NOTICE. Except as otherwise provided herein, all notices shall be in writing and deemed given upon: (i) personal delivery; (ii) when received by the addressee if sent by an internationally recognized overnight courier (receipt requested); (iii) the second business day after mailing; or (iv) the first business day after sending by email, except that email shall not be sufficient for notices of termination or regarding a Claim. Notices shall be sent to the parties as set forth on the signature page of the applicable Sales Order or as otherwise agreed to by the parties in writing.

PUBLICITY. You permit us to list you as a customer and use your standard logo for our promotional and marketing use during the Subscription Term.

NO SOLICITATION OF EMPLOYEES. Each party agrees that, during the term of this Terms of Service, and for a period of one (1) year following the termination of this Terms of Service, it will not directly solicit for employment the employees of the other party without such other party’s prior written consent.

FORCE MAJEURE. Except for your obligation to pay fees for the Services, neither party will be responsible for failure of performance due to causes beyond its control. Such causes include, without limitation, accidents, acts of God, labour disputes, actions of any government agency, shortage of materials, acts of terrorism or the stability or availability of the Internet or a portion of it.

WAIVER AND AMENDMENT. A waiver of any right is only effective if it is in writing and only against the party who signed such writing and for the circumstances given.
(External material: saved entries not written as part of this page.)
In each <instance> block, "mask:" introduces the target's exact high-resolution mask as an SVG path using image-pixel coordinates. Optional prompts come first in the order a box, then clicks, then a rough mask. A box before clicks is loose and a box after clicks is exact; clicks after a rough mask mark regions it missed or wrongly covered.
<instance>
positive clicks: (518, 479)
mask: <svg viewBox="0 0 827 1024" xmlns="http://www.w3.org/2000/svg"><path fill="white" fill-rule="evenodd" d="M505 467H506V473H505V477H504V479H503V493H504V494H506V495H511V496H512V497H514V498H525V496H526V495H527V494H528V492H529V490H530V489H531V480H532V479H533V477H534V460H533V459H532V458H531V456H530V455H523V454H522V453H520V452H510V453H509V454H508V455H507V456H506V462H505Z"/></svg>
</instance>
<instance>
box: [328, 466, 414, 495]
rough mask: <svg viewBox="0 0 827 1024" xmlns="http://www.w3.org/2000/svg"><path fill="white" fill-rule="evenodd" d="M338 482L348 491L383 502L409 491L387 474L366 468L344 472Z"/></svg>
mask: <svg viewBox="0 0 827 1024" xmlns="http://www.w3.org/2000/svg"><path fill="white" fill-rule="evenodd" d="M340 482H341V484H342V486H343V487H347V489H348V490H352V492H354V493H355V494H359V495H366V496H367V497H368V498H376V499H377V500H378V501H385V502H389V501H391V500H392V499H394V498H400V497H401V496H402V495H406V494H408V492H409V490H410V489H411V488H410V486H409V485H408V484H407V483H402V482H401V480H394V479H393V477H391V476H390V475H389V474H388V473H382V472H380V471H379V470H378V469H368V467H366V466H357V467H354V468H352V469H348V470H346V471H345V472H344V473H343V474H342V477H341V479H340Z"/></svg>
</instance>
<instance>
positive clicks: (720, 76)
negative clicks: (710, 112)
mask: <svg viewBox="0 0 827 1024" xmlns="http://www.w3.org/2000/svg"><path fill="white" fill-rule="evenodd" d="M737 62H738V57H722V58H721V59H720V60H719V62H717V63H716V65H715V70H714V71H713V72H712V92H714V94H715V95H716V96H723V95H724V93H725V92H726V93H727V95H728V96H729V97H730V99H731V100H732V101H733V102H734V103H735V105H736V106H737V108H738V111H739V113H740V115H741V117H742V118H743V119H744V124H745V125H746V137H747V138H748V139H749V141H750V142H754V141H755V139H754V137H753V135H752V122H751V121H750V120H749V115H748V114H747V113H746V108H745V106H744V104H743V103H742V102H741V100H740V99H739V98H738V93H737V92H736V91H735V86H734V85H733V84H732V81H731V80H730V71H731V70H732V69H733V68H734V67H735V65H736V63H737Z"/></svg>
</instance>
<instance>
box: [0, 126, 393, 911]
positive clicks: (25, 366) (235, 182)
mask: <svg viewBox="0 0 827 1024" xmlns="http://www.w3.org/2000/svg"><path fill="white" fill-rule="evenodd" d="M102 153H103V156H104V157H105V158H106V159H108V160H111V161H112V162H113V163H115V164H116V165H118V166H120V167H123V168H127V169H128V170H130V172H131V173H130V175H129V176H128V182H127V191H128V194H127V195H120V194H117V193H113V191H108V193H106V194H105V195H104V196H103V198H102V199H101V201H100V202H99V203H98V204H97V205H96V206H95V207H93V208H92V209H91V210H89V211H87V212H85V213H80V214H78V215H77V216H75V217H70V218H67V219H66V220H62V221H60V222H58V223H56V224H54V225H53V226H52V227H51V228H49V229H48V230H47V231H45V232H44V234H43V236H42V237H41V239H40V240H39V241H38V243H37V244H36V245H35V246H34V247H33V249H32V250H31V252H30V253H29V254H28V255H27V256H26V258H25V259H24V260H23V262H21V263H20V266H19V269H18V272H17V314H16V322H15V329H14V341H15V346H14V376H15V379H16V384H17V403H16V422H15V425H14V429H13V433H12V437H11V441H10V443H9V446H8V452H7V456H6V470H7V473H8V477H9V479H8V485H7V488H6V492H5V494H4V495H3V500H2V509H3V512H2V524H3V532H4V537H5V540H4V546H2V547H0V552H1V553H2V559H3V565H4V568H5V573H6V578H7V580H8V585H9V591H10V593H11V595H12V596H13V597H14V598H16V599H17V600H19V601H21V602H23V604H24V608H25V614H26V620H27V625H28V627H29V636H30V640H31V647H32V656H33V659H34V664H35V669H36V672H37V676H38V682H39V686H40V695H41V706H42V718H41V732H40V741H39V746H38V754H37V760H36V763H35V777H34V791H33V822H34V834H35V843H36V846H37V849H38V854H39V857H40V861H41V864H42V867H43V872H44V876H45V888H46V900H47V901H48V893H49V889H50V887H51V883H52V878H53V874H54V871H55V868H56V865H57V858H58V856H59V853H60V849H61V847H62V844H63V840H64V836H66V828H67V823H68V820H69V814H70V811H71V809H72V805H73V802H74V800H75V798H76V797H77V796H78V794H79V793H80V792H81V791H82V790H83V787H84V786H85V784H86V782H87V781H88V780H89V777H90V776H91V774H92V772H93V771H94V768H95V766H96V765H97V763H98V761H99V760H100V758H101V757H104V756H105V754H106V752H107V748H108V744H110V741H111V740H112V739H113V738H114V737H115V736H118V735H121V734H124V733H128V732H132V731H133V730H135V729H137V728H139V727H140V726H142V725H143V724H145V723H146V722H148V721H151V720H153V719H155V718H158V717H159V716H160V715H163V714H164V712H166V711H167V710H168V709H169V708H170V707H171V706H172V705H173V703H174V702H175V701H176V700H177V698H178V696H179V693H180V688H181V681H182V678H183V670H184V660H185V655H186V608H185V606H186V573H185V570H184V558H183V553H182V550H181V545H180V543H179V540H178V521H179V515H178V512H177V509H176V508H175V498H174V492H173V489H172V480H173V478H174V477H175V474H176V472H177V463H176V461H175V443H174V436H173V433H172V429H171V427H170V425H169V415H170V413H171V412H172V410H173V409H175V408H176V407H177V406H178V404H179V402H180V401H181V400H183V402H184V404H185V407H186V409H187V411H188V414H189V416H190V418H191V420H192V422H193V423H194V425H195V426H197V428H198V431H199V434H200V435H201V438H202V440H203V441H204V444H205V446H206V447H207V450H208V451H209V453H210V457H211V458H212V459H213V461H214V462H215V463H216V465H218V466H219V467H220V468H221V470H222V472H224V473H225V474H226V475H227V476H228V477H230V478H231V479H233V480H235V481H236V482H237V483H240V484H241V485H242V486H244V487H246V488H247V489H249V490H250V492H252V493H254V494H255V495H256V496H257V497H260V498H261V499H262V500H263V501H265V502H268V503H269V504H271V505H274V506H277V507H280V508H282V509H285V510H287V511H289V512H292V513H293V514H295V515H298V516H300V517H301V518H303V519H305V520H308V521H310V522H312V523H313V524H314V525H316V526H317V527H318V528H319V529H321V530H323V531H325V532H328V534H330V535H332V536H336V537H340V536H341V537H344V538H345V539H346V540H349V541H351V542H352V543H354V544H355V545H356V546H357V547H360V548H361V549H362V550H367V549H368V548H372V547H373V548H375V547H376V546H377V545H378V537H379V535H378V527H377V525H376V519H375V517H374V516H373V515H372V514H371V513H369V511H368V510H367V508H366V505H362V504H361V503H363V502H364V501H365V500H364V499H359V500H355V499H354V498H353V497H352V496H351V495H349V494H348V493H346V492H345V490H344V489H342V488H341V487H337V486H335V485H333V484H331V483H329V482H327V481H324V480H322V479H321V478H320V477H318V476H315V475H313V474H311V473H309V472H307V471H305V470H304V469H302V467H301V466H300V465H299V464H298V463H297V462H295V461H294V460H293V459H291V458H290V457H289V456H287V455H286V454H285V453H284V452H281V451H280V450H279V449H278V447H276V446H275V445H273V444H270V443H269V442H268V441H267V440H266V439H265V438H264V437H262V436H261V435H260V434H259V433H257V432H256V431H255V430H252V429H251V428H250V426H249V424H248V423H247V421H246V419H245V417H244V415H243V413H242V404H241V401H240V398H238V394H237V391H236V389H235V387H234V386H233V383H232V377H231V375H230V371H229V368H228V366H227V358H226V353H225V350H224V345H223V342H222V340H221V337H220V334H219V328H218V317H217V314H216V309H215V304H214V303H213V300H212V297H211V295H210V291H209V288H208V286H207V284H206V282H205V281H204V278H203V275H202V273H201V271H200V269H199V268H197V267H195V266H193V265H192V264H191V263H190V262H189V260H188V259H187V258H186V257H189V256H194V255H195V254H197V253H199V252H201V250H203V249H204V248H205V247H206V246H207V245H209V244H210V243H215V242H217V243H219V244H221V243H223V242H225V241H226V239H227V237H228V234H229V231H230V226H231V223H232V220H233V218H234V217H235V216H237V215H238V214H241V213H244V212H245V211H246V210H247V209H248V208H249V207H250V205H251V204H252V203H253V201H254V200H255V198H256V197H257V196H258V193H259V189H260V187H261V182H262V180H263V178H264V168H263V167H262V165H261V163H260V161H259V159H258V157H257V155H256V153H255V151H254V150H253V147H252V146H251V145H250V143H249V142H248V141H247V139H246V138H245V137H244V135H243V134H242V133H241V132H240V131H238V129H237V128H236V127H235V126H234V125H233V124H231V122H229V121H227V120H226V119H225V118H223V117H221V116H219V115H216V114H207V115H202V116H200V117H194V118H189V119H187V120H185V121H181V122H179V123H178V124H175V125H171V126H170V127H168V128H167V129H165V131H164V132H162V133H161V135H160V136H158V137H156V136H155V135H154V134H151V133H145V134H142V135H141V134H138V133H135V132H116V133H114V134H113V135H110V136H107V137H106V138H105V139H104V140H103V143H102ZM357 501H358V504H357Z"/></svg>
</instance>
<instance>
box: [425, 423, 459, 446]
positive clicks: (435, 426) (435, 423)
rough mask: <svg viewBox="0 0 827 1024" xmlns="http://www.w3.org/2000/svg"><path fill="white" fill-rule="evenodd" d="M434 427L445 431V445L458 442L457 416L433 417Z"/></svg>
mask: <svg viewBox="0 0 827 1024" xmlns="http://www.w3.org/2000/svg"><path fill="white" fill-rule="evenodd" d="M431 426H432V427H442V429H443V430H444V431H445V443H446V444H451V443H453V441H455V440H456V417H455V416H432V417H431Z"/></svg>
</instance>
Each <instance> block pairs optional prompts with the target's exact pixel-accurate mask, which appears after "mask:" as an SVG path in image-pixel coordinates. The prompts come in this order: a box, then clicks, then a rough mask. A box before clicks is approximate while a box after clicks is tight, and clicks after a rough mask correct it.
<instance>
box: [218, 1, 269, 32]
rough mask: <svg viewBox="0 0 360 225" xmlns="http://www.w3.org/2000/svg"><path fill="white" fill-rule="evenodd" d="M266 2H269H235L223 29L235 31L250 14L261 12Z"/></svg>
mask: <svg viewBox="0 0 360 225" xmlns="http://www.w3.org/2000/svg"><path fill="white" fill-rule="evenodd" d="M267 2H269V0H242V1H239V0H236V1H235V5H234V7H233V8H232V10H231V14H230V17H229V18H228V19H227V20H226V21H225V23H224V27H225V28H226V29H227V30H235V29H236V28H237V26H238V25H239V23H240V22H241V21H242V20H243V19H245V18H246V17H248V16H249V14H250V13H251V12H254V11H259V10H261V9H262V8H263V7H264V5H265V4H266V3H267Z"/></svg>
Any modification of this Terms of Service must be in writing and signed by both parties.

SEVERABILITY. If any provision of this Terms of Service is held invalid or unenforceable for any reason, the remainder of the provision shall be amended to achieve as closely as possible the economic effect of the original term and all other provisions shall continue in full force and effect.

RELATIONSHIP OF THE PARTIES. The parties are independent contractors. Nothing in this Terms of Service shall be construed to create a partnership, joint venture or agency relationship.

GOVERNING LAW; VENUE; TIME FOR BRINGING ACTION. This Terms of Service shall be governed by the laws of the Province of Ontario and the laws of Canada applicable in that Province. Any action or proceeding arising from or relating to this Terms of Service may only be brought in the courts located in Kitchener, Ontario and each party irrevocably submits to such exclusive jurisdiction and venue. The United Nations Convention on Contracts for the International Sale of Goods (also called the Vienna Convention, and which is cited in the statutes of Canada as the International Sales of Goods Contracts Convention Act) will not apply to this Terms of Service or the transactions contemplated by this Terms of Service. No cause of action arising hereunder or relating hereto may be brought more than two (2) years after it first accrues.

EXECUTION. This Terms of Service may be executed and delivered electronically or by facsimile and the parties agree that such electronic or facsimile execution and delivery will have the same force and effect as delivery of an original document with original signatures, and that each party may use such electronic or facsimile signatures as evidence of the execution and delivery of this Terms of Service by all parties to the same extent that an original signature could be used.